© Foto: Laurent Tyson

© Foto: Annemieke van der Donk

© Foto: Bettus Martens

© Foto: Bettus Martens

IUCN-status: Niet bedreigd (2018)

Nederlandse naam: Krobia xinguensis.

Wetenschappelijke naam: Krobia xinguensis.

Synoniemen:

Oorsprong: Brazilië, alleen in de Xingu, een zuidelijke zijrivier van de Amazone.

Biotoop: Zuid-Amerikaans.

Geslachtsonderscheid: Moeilijk te zien, alleen als ze volwassen zijn zijn de mannetjes groter dan de vrouwtjes (ongeveer 3 cm).

Temperatuur: 25 - 28 graden Celsius.

pH: 6 tot 7,5.

GH: 5 tot 8.

Licht: Matig.

Beplanting: Zorg voor veel planten waarvan ook stukken van het aquarium dicht beplant moeten zijn want daar schuilen ze graag tussen.

Bodembedekking: Het beste is zand of filterzand.
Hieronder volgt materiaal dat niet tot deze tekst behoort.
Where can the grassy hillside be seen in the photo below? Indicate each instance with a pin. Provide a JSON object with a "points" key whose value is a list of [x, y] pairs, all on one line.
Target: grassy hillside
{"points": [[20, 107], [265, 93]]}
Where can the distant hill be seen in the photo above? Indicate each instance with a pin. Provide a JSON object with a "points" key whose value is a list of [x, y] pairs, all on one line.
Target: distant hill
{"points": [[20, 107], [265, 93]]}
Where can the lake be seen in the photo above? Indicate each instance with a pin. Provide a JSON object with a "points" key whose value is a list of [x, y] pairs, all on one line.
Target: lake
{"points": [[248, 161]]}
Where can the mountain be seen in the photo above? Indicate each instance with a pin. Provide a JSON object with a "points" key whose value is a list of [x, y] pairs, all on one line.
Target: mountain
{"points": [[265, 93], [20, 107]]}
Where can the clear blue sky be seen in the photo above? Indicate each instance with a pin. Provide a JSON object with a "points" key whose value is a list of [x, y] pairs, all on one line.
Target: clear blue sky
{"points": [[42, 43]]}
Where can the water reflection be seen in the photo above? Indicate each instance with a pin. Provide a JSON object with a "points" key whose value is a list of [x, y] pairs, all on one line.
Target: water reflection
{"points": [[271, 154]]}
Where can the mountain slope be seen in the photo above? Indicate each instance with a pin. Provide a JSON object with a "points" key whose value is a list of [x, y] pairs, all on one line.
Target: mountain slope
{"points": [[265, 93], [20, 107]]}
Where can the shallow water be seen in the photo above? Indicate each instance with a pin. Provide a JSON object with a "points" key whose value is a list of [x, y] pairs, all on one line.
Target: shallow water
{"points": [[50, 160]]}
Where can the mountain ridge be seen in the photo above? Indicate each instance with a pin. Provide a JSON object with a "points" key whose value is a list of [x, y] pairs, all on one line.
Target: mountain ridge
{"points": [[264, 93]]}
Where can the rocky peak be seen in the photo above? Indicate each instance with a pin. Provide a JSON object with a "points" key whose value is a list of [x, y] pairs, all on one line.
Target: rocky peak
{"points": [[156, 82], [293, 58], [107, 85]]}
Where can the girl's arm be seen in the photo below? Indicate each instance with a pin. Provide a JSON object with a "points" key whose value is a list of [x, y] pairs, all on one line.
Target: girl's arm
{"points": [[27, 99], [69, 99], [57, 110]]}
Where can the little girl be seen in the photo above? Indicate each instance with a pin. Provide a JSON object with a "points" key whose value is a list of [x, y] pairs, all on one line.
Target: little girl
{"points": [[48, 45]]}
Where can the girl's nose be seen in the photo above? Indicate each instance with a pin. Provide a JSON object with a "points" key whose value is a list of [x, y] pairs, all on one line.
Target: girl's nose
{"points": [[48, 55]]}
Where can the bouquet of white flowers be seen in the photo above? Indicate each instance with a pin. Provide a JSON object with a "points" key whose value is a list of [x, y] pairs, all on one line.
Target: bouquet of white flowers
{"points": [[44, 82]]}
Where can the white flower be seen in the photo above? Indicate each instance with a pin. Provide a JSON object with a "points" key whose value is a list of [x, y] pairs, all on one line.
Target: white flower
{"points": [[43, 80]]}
Ook wat hout en platte stenen mogen niet vergeten worden.

Stroming: Matig tot normaal.

Leeftijd: 10 jaar.

Lengte: 12 tot 15 cm.

Voedsel: Droogvoer, diepvriesvoer en levend voer.

Aquariummaat: 150 cm.

Waterlaag: Midden en onder.

Karakter: Vreedzaam, alleen kleine vissoorten (< 4 cm) kunnen voor voedsel worden aangezien.

Aantal: Paartje of groepje als het aquarium groot genoeg is.
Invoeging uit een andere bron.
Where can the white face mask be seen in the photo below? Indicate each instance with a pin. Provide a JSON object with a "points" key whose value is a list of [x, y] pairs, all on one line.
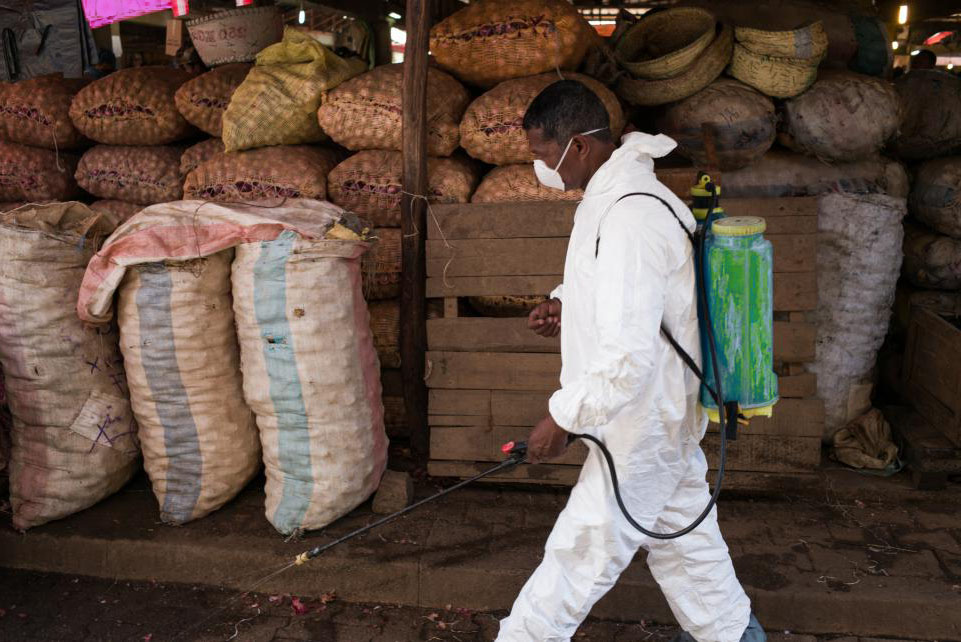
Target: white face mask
{"points": [[552, 177]]}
Geschikt voor: Beginners met enige ervaring.

Geschikt voor gezelschapsaquarium: Men kan ze het beste samenhouden met bijvoorbeeld Maanvissen, Discusvissen of andere rustige soorten.

Tijd voor uitkomen eitjes: Na ongeveer 48 uur, afhankelijk van de temperatuur.

Bijzonderheden: 

Kweekinfo: Het kweken met deze soort is niet al te moeilijk mits de waterwaarden aan de eisen voldoen.

 

Het is een substraatbroeder. Wil men met ze kweken dan moeten de waterwaarden precies goed zijn. Door wekelijks een waterverversing van 25 tot 40% te doen kan men dat bereiken.  Het paartje verzorgt over het algemeen hun jongen zeer goed. De broedzorg kan weken tot zelfs wel maanden duren. De vissen zijn productief. Er kunnen vele eitjes worden gelegd, 300 stuks is geen uitzondering. De eieren komen bij een temperatuur van 26 graden Celsius na ongeveer 48 uur uit. Nog eens drie dagen later gaan de jongen vrij rondzwemmen. De jongen kunnen vanaf dan worden gevoerd met zeer fijn (droog)voer en met bijvoorbeeld Artemia-naupliën.